There is one more difference other than the second (left side) "bridge" that you mentioned - the Horotec tool has bushings installed inside the moving part which closes and opens - so that the it travels very smoothly and probably with zero wobble on the shafts (also make it more durable). I can't understand why the Chinese did not copy this since we are talking here about maybe 40-50 cents more in material (per tool) just two thin bushings pressed into the aluminum part to allow much smoother and precise travel on the two static shafts
Thansk for the vid. I just had to remove a seiko 5 pressed on bezel and it was a total pain in the ass with a razor blade and i slipped and gouged the case twice. I'm thinking this is probably a much safer option. I would love to see a vid of how you typically do it though. There's such little info on removing these flush friction fit bezels where there's barely a crack to get a blade into.
The ones on Ebay UK state that they are suitable for watches in the 38 to 40mm diameter range. I am amazed at this limitation. A lot of vintage watches are a bit smaller than this. Do you know of anywhere that supplies different blades to accommodate smaller watches? On the other hand do you think longer blades tapered toward the leading edge would do the trick?
Hello Chris. I just used it on a 32 mm ladies Datejust last week. The size is rated up to 40mm but can do smaller. Are you working on smaller than say 30 - 32mm? It's does the same size as the Horotec. I haven't confirmed but the replacement blade hole positions seem close to the swiss ones so there may be other blades available to fit. It is made of aluminum and given the inexpensive price another option may be drilling and tapping another inward blade mounting screw hole for each blade to move them in a bit more.
Excellent video. Would you use/recommend this in the process of removing a bezel from a watch like a Steinhart Ocean Two Premium? I 'd like to adjust the spring tension without breaking the bank. Cheers
It’s really unfortunate that American made watchmakers’ products that could compete with Swiss made ones are virtually non existent. Even as a hobbyist I would buy and support American made products if they were available before I look anywhere else.
Yes, have used it several times and it works well however I did stone down the top of the blades. It removed the sprin bezel off 4 watches. You do have to use a Razor blade on Rolex crystal retaining rings to first create a small gap.
I have one...... TOTALLY worthless out of the box. Blades do NOT align. Once one side the the bezel/case are aligned properly the other side isn't close.... aligned into the middle of the bezel. At a result it's worthless at present.

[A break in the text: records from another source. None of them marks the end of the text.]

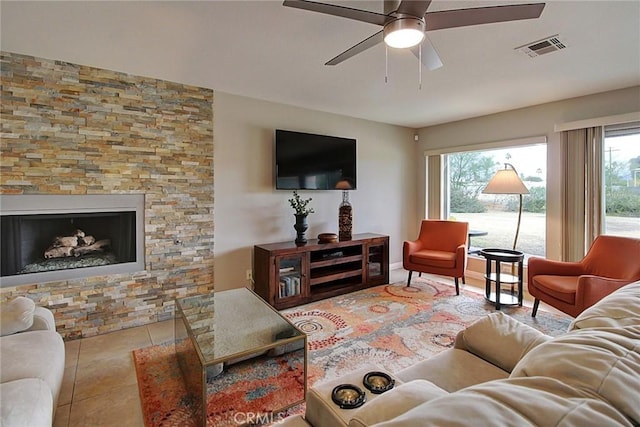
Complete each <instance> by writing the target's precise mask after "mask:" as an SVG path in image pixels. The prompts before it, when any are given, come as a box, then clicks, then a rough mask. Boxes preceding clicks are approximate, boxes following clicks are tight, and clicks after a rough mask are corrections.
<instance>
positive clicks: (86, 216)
mask: <svg viewBox="0 0 640 427" xmlns="http://www.w3.org/2000/svg"><path fill="white" fill-rule="evenodd" d="M135 215H136V213H135V211H123V212H92V213H75V214H74V213H65V214H36V215H3V216H2V217H1V220H0V221H1V224H0V227H1V230H0V231H1V233H2V234H1V238H0V246H1V254H0V261H1V270H2V276H3V277H6V276H14V275H21V274H30V273H41V272H47V271H55V270H67V269H76V268H86V267H96V266H104V265H110V264H119V263H128V262H135V261H136V216H135Z"/></svg>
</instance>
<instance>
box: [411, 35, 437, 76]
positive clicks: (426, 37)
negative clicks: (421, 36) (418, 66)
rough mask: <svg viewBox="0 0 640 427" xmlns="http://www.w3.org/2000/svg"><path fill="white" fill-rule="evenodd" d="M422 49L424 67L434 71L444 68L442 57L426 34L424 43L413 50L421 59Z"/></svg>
mask: <svg viewBox="0 0 640 427" xmlns="http://www.w3.org/2000/svg"><path fill="white" fill-rule="evenodd" d="M420 49H422V65H424V66H425V67H427V69H428V70H430V71H433V70H436V69H438V68H440V67H442V61H441V60H440V56H439V55H438V52H436V48H435V47H433V43H431V40H429V38H428V37H427V35H426V34H425V35H424V39H423V40H422V43H420V44H419V45H417V46H414V47H412V48H411V52H413V54H414V55H415V56H416V58H420Z"/></svg>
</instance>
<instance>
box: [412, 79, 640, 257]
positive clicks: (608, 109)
mask: <svg viewBox="0 0 640 427" xmlns="http://www.w3.org/2000/svg"><path fill="white" fill-rule="evenodd" d="M638 111H640V86H634V87H631V88H627V89H620V90H614V91H610V92H603V93H599V94H594V95H588V96H582V97H579V98H572V99H567V100H563V101H558V102H553V103H548V104H542V105H537V106H532V107H528V108H522V109H518V110H512V111H507V112H503V113H498V114H492V115H489V116H484V117H477V118H473V119H469V120H462V121H458V122H453V123H446V124H443V125H438V126H431V127H428V128H423V129H420V130H419V132H418V134H419V136H420V148H421V151H422V153H421V155H420V156H418V158H417V160H416V162H417V169H418V171H422V172H421V173H422V175H424V171H425V157H424V155H423V154H424V151H427V150H434V149H440V148H450V147H460V150H458V149H457V148H456V151H464V147H465V146H468V145H474V144H481V143H488V142H497V141H507V140H515V139H520V138H528V137H534V136H546V137H547V164H548V169H547V171H548V172H547V233H546V245H547V247H546V256H547V257H548V258H552V259H560V254H561V241H560V237H561V231H562V224H561V218H562V217H561V202H562V200H561V173H562V168H561V156H560V133H558V132H555V131H554V126H555V125H556V124H562V123H567V122H573V121H577V120H585V119H593V118H599V117H606V116H612V115H618V114H626V113H631V112H638ZM418 184H419V186H418V188H417V191H418V194H417V199H418V200H417V202H418V209H419V212H418V216H422V215H425V210H424V206H425V185H424V179H419V180H418Z"/></svg>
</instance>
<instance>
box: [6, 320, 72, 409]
mask: <svg viewBox="0 0 640 427" xmlns="http://www.w3.org/2000/svg"><path fill="white" fill-rule="evenodd" d="M64 354H65V349H64V342H63V341H62V337H61V336H60V334H58V333H57V332H51V331H30V332H23V333H19V334H14V335H8V336H4V337H2V338H0V382H2V383H5V382H8V381H14V380H19V379H24V378H40V379H41V380H44V381H45V382H46V383H47V385H48V386H49V388H50V389H51V394H52V397H53V403H54V405H56V404H57V401H58V394H59V393H60V388H61V386H62V377H63V376H64Z"/></svg>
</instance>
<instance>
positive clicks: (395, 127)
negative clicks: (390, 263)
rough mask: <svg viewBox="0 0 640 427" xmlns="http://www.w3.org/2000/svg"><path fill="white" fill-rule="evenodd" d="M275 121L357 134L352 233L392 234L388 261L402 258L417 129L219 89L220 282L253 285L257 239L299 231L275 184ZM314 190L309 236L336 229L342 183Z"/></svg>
mask: <svg viewBox="0 0 640 427" xmlns="http://www.w3.org/2000/svg"><path fill="white" fill-rule="evenodd" d="M275 129H287V130H294V131H301V132H309V133H319V134H325V135H333V136H342V137H349V138H356V140H357V145H356V147H357V156H358V165H357V168H358V169H357V174H358V176H357V179H358V189H357V190H355V191H352V192H350V201H351V204H352V205H353V210H354V217H353V223H354V230H353V231H354V233H366V232H372V233H380V234H386V235H389V236H390V256H389V258H390V262H391V263H395V262H400V261H401V260H402V241H403V240H405V239H406V238H407V237H408V236H411V235H413V234H415V232H416V231H415V230H416V228H415V227H416V226H415V224H417V222H418V219H417V216H416V215H417V212H418V205H417V204H416V197H415V196H416V194H417V193H418V190H417V188H418V187H417V183H416V180H415V176H416V170H415V168H416V162H415V159H416V157H419V156H420V155H421V154H420V153H421V150H419V145H418V144H417V143H415V142H414V140H413V134H414V130H412V129H408V128H402V127H398V126H392V125H387V124H381V123H376V122H370V121H366V120H361V119H354V118H350V117H345V116H339V115H335V114H329V113H323V112H318V111H312V110H305V109H302V108H297V107H293V106H288V105H283V104H276V103H272V102H266V101H260V100H256V99H252V98H245V97H240V96H236V95H230V94H226V93H221V92H215V95H214V187H215V201H214V206H215V231H214V235H215V243H214V253H215V274H214V275H215V288H216V291H220V290H225V289H231V288H238V287H242V286H246V285H247V281H246V280H245V272H246V270H248V269H251V266H252V259H253V245H255V244H260V243H271V242H279V241H288V240H291V241H292V240H294V239H295V236H296V234H295V230H294V229H293V223H294V216H293V210H292V209H291V207H290V206H289V203H288V201H287V200H288V199H289V197H291V191H283V190H275V189H274V183H273V135H274V130H275ZM300 194H301V195H302V196H303V197H304V198H308V197H312V198H313V200H312V202H311V206H312V207H313V208H314V209H315V211H316V212H315V213H313V214H311V215H310V216H309V219H308V221H309V230H308V231H307V237H308V238H309V237H316V236H317V235H318V234H319V233H322V232H335V233H337V230H338V205H339V204H340V202H341V200H342V193H341V192H339V191H303V192H300Z"/></svg>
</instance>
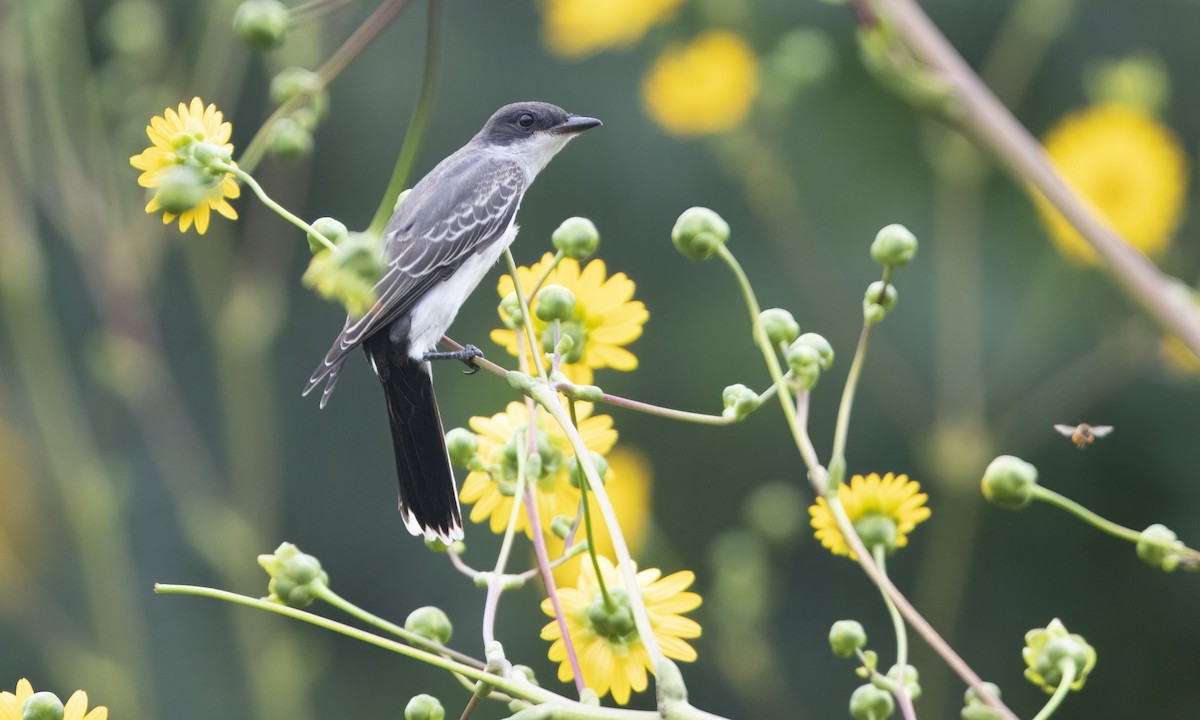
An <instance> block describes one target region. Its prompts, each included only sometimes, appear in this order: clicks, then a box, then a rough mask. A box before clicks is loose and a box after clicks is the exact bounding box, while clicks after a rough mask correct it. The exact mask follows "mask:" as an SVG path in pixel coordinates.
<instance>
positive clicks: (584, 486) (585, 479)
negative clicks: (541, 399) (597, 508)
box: [566, 400, 616, 610]
mask: <svg viewBox="0 0 1200 720" xmlns="http://www.w3.org/2000/svg"><path fill="white" fill-rule="evenodd" d="M566 407H568V408H569V409H570V410H571V425H574V426H575V427H578V426H580V420H578V418H576V415H575V401H574V400H568V401H566ZM576 461H578V458H576ZM578 462H582V461H578ZM580 492H581V494H582V500H581V503H582V505H583V532H584V534H586V535H587V539H588V557H590V558H592V569H593V570H595V572H596V583H598V584H599V586H600V594H601V595H604V605H605V607H607V608H610V610H612V608H613V607H616V605H613V601H612V598H611V596H610V595H608V587H607V586H606V584H605V581H604V572H600V558H599V557H598V554H596V540H595V535H594V534H593V533H592V509H590V506H589V505H590V503H588V479H587V478H586V476H583V475H582V474H581V476H580Z"/></svg>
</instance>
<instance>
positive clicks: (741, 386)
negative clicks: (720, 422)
mask: <svg viewBox="0 0 1200 720" xmlns="http://www.w3.org/2000/svg"><path fill="white" fill-rule="evenodd" d="M721 401H722V402H724V403H725V410H724V412H722V413H721V414H722V415H725V416H726V418H734V419H737V420H742V419H744V418H745V416H746V415H749V414H750V413H752V412H755V410H756V409H758V406H760V404H762V401H760V400H758V394H757V392H755V391H754V390H751V389H750V388H746V386H745V385H743V384H742V383H734V384H733V385H730V386H727V388H726V389H725V390H724V391H722V392H721Z"/></svg>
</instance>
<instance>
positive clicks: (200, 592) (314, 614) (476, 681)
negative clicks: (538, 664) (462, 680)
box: [154, 583, 568, 703]
mask: <svg viewBox="0 0 1200 720" xmlns="http://www.w3.org/2000/svg"><path fill="white" fill-rule="evenodd" d="M154 590H155V593H158V594H164V595H197V596H200V598H212V599H215V600H224V601H227V602H234V604H238V605H245V606H246V607H253V608H257V610H265V611H266V612H274V613H276V614H281V616H284V617H289V618H292V619H295V620H302V622H305V623H308V624H310V625H317V626H318V628H324V629H325V630H332V631H334V632H341V634H342V635H344V636H347V637H350V638H353V640H359V641H362V642H365V643H367V644H373V646H376V647H379V648H383V649H385V650H391V652H394V653H397V654H400V655H404V656H406V658H412V659H414V660H420V661H421V662H426V664H428V665H432V666H433V667H438V668H442V670H446V671H450V672H456V673H458V674H462V676H466V677H468V678H470V679H473V680H476V682H482V683H487V684H490V685H494V686H496V688H499V689H500V690H503V691H504V692H508V694H509V695H511V696H514V697H521V698H523V700H528V701H529V702H536V703H542V702H568V701H566V698H564V697H563V696H560V695H557V694H554V692H551V691H550V690H544V689H541V688H538V686H536V685H532V684H529V683H521V682H516V680H512V679H510V678H504V677H500V676H496V674H492V673H490V672H485V671H482V670H479V668H478V667H473V666H470V665H466V664H463V662H460V661H457V660H452V659H449V658H443V656H442V655H437V654H434V653H430V652H428V650H422V649H420V648H414V647H412V646H407V644H404V643H402V642H397V641H395V640H389V638H386V637H382V636H379V635H373V634H371V632H367V631H366V630H360V629H358V628H353V626H350V625H347V624H344V623H338V622H337V620H331V619H329V618H324V617H320V616H318V614H313V613H311V612H305V611H302V610H296V608H294V607H288V606H287V605H280V604H277V602H270V601H268V600H259V599H257V598H250V596H247V595H239V594H238V593H230V592H228V590H218V589H216V588H205V587H199V586H184V584H158V583H156V584H155V587H154Z"/></svg>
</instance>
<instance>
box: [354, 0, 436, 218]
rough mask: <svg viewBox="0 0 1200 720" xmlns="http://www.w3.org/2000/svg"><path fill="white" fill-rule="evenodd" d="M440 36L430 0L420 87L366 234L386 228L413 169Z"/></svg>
mask: <svg viewBox="0 0 1200 720" xmlns="http://www.w3.org/2000/svg"><path fill="white" fill-rule="evenodd" d="M440 36H442V0H430V10H428V18H427V25H426V30H425V68H424V70H422V71H421V89H420V91H419V92H418V94H416V106H415V107H414V108H413V115H412V116H410V118H409V120H408V128H407V130H406V131H404V140H403V143H402V144H401V146H400V157H397V158H396V167H395V168H394V169H392V172H391V180H389V181H388V190H385V191H384V193H383V200H382V202H380V203H379V208H378V209H377V210H376V214H374V217H372V218H371V224H370V226H368V227H367V234H370V235H372V236H376V238H378V236H379V235H383V232H384V229H385V228H386V227H388V221H389V220H390V218H391V216H392V214H394V212H395V210H396V198H397V197H400V193H401V192H402V191H403V190H404V186H406V184H407V182H408V176H409V174H410V173H412V172H413V164H414V163H415V162H416V151H418V150H419V149H420V146H421V140H422V139H424V138H425V131H426V130H427V128H428V126H430V118H431V116H432V113H433V91H434V89H436V86H437V78H438V49H439V44H440V43H439V42H438V40H439V38H440Z"/></svg>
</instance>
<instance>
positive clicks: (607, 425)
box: [460, 402, 617, 536]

@@24hourgmtchannel64 I'm sure it can and I'm going to give it a good shot.... 😉 The problem is the two that aren't aligned are actually misaligned by differing amounts. I'm going to have to TRY and thin the blades down differing amounts to fit OR raise 2 blades by shimming them, but, slightly different amounts.
Have you ever tried the HOROTEC AUTOMATIC WATCH CASE OPENER MSA07.004? I was just wondering how it compares to this and if it might be a better choice?